Ciaglia v West Long Branch – Inverse Remedy Awarded by Appellate Division

Yesterday, the Appellate Division of New Jersey’s Superior Court reversed a trial court that had dismissed a property owner’s lawsuit alleging that West Long Branch’s zoning regulations amounted to an inverse condemnation of an undersized lot created by a subdivision approved by the Planning Board in 1957.  A full text of the decision may be found here.
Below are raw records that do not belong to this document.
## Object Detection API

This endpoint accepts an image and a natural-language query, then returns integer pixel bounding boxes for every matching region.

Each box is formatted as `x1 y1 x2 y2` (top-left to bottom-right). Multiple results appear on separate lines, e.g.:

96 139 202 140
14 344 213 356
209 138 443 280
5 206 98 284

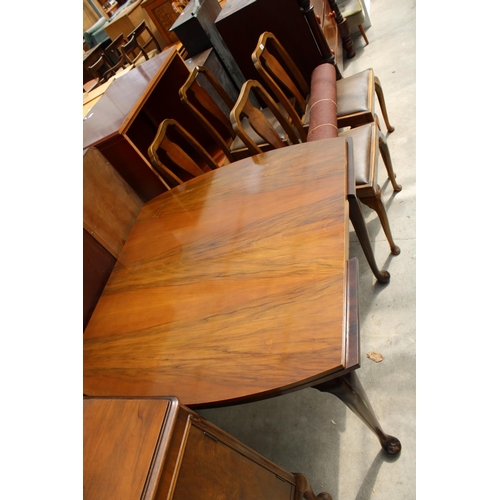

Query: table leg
313 371 401 455
294 473 333 500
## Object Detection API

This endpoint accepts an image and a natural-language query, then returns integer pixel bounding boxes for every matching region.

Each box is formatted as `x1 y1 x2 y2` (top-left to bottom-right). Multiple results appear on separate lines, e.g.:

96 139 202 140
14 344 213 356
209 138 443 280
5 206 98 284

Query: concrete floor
198 1 416 499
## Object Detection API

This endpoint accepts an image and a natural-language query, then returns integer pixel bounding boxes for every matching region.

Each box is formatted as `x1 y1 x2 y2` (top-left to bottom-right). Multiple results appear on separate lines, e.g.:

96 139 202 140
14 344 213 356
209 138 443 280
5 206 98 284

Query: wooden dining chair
230 80 302 156
121 35 152 67
103 34 131 76
306 62 401 281
179 66 292 162
88 55 116 84
148 118 219 189
251 31 394 133
127 20 161 60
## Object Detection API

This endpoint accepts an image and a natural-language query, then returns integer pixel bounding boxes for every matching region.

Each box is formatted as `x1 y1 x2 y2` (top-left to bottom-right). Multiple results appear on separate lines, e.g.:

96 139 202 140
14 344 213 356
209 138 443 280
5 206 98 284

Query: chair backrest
105 34 127 63
127 20 161 56
103 34 129 74
88 55 115 83
121 35 150 66
230 80 302 156
148 118 219 188
179 65 238 162
252 31 310 141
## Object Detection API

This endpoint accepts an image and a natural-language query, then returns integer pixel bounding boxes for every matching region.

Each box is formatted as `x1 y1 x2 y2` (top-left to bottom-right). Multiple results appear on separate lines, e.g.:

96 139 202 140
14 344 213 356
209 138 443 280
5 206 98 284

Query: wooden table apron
83 139 350 406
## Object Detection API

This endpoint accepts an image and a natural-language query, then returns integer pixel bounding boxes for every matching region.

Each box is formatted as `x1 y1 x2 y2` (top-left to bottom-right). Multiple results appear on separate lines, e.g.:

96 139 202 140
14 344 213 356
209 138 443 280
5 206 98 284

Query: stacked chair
124 20 162 66
88 54 115 85
88 21 162 88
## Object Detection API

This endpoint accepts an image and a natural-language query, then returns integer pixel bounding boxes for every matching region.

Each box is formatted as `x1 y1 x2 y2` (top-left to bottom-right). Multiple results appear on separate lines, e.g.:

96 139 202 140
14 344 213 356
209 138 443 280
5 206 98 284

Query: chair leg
359 24 369 45
360 187 400 256
374 76 395 133
378 131 402 192
348 194 390 283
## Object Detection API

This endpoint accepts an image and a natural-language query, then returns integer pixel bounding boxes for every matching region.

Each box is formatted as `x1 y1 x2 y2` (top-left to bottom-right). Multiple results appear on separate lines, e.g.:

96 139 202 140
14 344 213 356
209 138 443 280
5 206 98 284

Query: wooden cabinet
84 397 330 500
311 0 344 71
214 0 343 87
82 48 215 202
142 0 181 46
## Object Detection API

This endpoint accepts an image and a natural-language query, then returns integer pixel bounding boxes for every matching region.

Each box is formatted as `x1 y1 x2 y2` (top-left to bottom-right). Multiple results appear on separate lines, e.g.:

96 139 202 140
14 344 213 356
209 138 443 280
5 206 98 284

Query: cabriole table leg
314 371 401 455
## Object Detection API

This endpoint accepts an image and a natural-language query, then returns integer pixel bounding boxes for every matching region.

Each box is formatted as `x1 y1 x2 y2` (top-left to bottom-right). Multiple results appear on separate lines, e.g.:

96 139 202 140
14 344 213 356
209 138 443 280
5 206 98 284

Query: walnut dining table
83 138 401 455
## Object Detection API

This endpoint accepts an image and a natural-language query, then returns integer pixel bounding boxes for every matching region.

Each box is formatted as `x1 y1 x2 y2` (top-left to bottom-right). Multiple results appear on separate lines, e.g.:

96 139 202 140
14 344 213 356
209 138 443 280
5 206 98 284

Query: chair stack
86 20 163 90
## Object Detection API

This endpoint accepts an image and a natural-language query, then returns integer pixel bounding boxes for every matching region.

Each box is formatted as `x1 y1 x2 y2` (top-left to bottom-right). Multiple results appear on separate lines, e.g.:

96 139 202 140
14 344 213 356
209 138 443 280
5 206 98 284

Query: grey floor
198 1 416 499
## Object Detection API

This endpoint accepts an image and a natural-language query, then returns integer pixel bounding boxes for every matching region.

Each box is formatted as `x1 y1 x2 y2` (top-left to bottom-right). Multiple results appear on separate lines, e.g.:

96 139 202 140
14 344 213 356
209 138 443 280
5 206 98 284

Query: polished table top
83 139 350 406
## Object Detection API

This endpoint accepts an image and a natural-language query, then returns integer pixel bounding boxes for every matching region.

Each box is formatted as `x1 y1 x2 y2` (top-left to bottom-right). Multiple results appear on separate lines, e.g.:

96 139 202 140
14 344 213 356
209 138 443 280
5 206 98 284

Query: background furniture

While the land use, procedural, and ownership history of the lot was very complicated, the appellate court sifted through the municipality’s procedural objections arising from the long history, and found that a regulatory taking had occurred because the Zoning Board of Adjustment’s recent denial of the property owner’s request for a hardship variance meant that the lot had been zoned into inutility.  This decision was made on appeal, even though the trial court had earlier ruled that a prior owner’s assent to a subdivision in the 1950s creating the undersized lot meant that the hardship was “self-created”.  The appellate court focused upon the impact of the local zoning, not events which had occurred more than 50 years earlier.

The Court therefore remanded for entry of judgment requiring the municipality to commence condemnation proceedings to value the land taken by government regulation.